De plus en plus de Québécois ont maintenant contracté le variant Omicron, ce qui teinte sans doute les réponses au sondage et cette pression exercée à l’égard du premier ministre François Legault pour la levée de certaines restrictions. Oui, les gens ont hâte de se retrouver, mais l’obligation de poursuivre le télétravail quand cela est possible, elle, dérange peu.

L’interdiction de se rassembler de plus en plus lourde

L’interdiction des rassemblements passe maintenant plus difficilement. À pareille date l’an dernier, 80 % des personnes sondées adhéraient à cette mesure pour éviter la propagation de la COVID-19. Seulement 59 % des gens sont aujourd’hui d’accord avec cette interdiction. À l’inverse, le télétravail obligatoire, lorsque cela est possible, continue d’être largement accepté (à 86 %). Seulement 56 % des répondants sont d’accord avec la fermeture des bars, des restaurants, des cinémas, des salles de spectacle, des casinos et des spas. Mais 70 % se sont dits favorables au report de la rentrée scolaire au 17 janvier, et 83 %, à la levée du couvre-feu.

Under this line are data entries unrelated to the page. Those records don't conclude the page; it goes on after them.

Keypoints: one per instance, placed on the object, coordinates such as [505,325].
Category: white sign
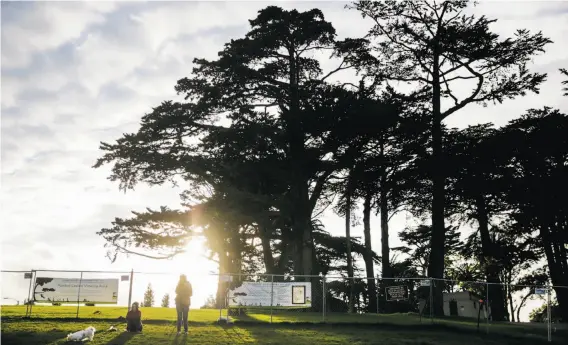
[64,290]
[263,294]
[226,278]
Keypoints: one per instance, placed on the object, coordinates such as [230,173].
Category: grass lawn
[50,325]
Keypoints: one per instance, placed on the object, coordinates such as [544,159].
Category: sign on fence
[65,290]
[280,295]
[396,293]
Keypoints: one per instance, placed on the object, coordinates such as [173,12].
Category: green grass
[50,325]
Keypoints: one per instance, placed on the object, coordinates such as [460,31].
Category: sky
[78,73]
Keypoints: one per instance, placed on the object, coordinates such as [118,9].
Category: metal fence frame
[324,279]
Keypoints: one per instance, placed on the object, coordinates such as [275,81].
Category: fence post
[324,297]
[549,316]
[271,295]
[487,305]
[431,301]
[130,289]
[378,287]
[29,291]
[79,294]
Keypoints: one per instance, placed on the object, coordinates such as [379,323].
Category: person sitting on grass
[134,319]
[184,292]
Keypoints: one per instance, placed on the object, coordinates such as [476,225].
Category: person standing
[183,301]
[134,319]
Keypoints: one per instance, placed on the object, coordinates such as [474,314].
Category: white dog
[87,333]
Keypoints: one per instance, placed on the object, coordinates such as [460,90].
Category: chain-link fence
[476,306]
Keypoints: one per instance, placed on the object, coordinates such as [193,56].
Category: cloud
[77,73]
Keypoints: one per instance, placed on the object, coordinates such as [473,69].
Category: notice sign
[64,290]
[265,294]
[396,293]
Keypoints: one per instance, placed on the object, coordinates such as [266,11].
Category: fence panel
[15,288]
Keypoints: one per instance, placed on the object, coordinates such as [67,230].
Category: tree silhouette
[149,296]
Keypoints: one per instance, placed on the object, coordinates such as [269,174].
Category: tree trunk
[350,281]
[496,293]
[437,253]
[368,255]
[510,297]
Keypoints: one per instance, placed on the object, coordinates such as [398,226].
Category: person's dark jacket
[184,293]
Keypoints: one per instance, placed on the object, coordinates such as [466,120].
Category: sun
[199,269]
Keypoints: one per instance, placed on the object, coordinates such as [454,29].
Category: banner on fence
[397,293]
[65,290]
[265,294]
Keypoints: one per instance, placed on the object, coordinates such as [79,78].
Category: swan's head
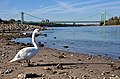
[37,31]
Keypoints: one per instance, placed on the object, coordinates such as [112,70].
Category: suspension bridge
[75,22]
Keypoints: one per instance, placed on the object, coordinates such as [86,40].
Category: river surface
[97,40]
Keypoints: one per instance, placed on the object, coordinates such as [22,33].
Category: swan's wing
[25,53]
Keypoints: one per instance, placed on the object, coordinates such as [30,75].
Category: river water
[97,40]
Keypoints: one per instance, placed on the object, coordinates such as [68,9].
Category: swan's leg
[28,62]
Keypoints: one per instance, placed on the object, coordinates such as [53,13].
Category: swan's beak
[38,33]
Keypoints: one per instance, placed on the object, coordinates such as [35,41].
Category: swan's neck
[34,41]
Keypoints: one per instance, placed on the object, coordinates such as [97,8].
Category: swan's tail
[13,60]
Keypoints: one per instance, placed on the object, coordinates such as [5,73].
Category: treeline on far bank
[112,21]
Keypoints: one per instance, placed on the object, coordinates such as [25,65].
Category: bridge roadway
[76,21]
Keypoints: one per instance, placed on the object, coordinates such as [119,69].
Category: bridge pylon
[22,17]
[103,18]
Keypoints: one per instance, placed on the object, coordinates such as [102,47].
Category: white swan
[28,52]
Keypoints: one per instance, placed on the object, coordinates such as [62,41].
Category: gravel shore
[55,64]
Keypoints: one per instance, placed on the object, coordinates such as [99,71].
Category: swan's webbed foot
[29,63]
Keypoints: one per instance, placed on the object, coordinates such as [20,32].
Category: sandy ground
[74,65]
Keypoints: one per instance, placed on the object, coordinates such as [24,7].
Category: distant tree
[12,21]
[1,20]
[18,21]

Un virus qui frappe plus près de nous

Combien de gens ont contracté la COVID-19 ? La Santé publique et les gouvernements naviguent à vue en bonne partie depuis des semaines, très peu de dépistage se faisant encore. Dans le cadre du sondage, 23 % des personnes interrogées ont dit qu’au moins une personne de leur foyer avait déjà contracté la maladie, 4 % répondant par ailleurs « ne pas être certaines ». Au départ, « on voyait des images très fortes de personnes atteintes, mais peu de personnes dans notre entourage étaient touchées, fait aussi observer Dominic Bourdages, vice-président de CROP. Là, ce sont trois de nos collègues, notre sœur, notre père, et cela a un impact sur l’appréciation que chacun a de la crise. »

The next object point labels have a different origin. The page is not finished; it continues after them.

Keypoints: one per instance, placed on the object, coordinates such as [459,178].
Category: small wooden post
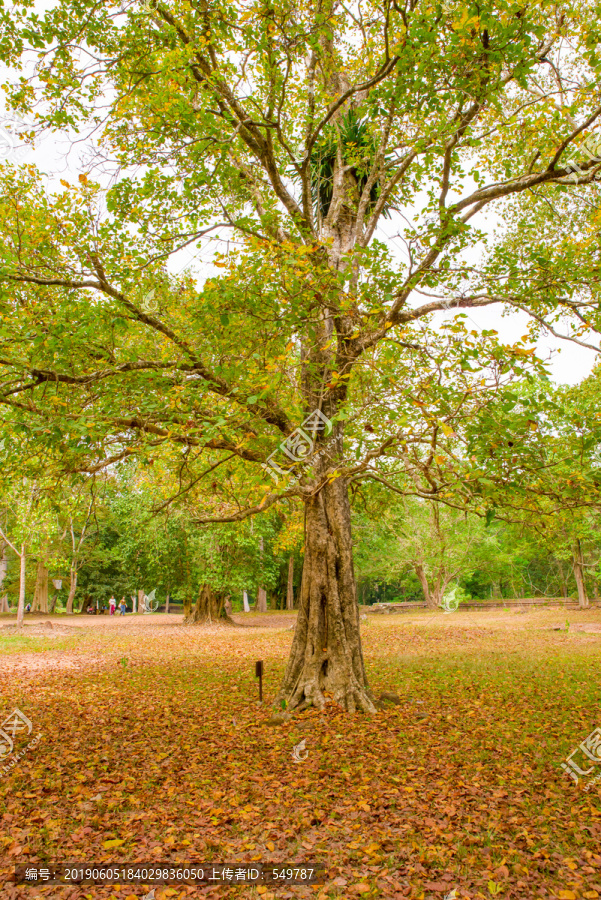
[259,675]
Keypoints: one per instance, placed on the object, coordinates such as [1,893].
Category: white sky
[569,363]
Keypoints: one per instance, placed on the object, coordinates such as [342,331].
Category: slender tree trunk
[290,591]
[326,655]
[578,567]
[72,588]
[262,593]
[40,595]
[428,595]
[3,570]
[21,606]
[210,607]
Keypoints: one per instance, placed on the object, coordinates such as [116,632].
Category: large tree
[300,127]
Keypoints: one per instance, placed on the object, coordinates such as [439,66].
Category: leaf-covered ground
[152,737]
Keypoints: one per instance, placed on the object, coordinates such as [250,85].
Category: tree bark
[21,606]
[578,567]
[210,607]
[3,570]
[290,591]
[429,597]
[326,658]
[40,594]
[72,588]
[262,593]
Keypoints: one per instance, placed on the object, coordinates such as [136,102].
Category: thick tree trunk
[40,594]
[72,588]
[290,591]
[578,567]
[209,608]
[429,596]
[21,606]
[326,657]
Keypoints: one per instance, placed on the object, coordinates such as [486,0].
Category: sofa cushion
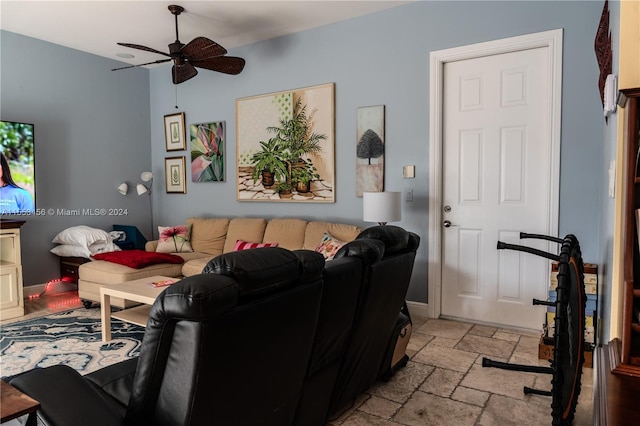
[246,245]
[263,271]
[244,228]
[101,271]
[340,231]
[174,239]
[194,266]
[208,234]
[329,246]
[138,258]
[289,233]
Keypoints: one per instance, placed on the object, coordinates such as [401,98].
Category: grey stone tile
[406,380]
[360,418]
[449,358]
[444,328]
[506,335]
[504,411]
[444,342]
[426,409]
[349,410]
[495,380]
[486,345]
[417,342]
[380,407]
[483,330]
[442,382]
[470,396]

Le passeport vaccinal, ça passe

Au total, 73 % des personnes sondées se sont dites favorables à l’obligation du passeport vaccinal pour entrer dans les succursales de la SAQ et de la SQDC, et plus de 6 répondants sur 10 se sont dits d’accord avec son imposition à l’entrée des commerces de grande superficie (exception faite des épiceries et des pharmacies). Cette mesure obtient particulièrement l’aval des gens de 55 ans et plus, qui, à 87 %, sont d’accord avec le passeport vaccinal obligatoire à la SAQ et à la SQDC, et à 82 % pour les commerces de grande superficie. Ceux dont le foyer a été touché par la COVID-19 sont, eux, légèrement moins d’accord avec cette obligation de montrer patte blanche pour entrer dans des commerces.

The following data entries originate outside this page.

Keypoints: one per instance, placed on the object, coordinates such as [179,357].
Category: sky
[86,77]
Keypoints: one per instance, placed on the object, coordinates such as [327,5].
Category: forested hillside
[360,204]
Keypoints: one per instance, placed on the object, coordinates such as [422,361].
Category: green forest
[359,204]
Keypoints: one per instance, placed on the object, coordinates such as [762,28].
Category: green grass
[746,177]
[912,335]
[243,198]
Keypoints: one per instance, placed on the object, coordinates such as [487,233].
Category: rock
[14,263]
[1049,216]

Va pour une « contribution santé » substantielle

L’idée d’une « contribution santé » imposée aux non-vaccinés rallie 65 % des répondants. Mais à combien devrait-elle se chiffrer ? Là-dessus, les avis sont partagés. Un tiers des personnes interrogées trouvent qu’elle devrait se situer entre 100 $ et 500 $, un tiers souhaitant qu’elle soit de plus de 1000 $. La sociologue Claire Durand croit cependant qu’il est encore tôt pour que l’on y voie clair. « Les réponses à cette question seront plus intéressantes si on les pose de nouveau dans quelques mois, quand le débat à l’Assemblée national aura été fait. Pour l’instant, les gens en savent encore trop peu. »

Stress et déprime en hausse

Par rapport à l’an dernier, 44 % des personnes interrogées disent se sentir plus « déprimées, tristes ou stressées », et ces sentiments sont presque autant éprouvés par les jeunes de 18 à 34 ans (51 %) que par les gens de 35 à 54 ans (48 %). Le moral des gens de 55 ans et plus est meilleur. En octobre 2020, quand CROP avait aussi demandé aux personnes sondées si elles se sentaient plus tristes, déprimées ou stressées depuis le début de la deuxième vague, 36 % avaient répondu par l’affirmative.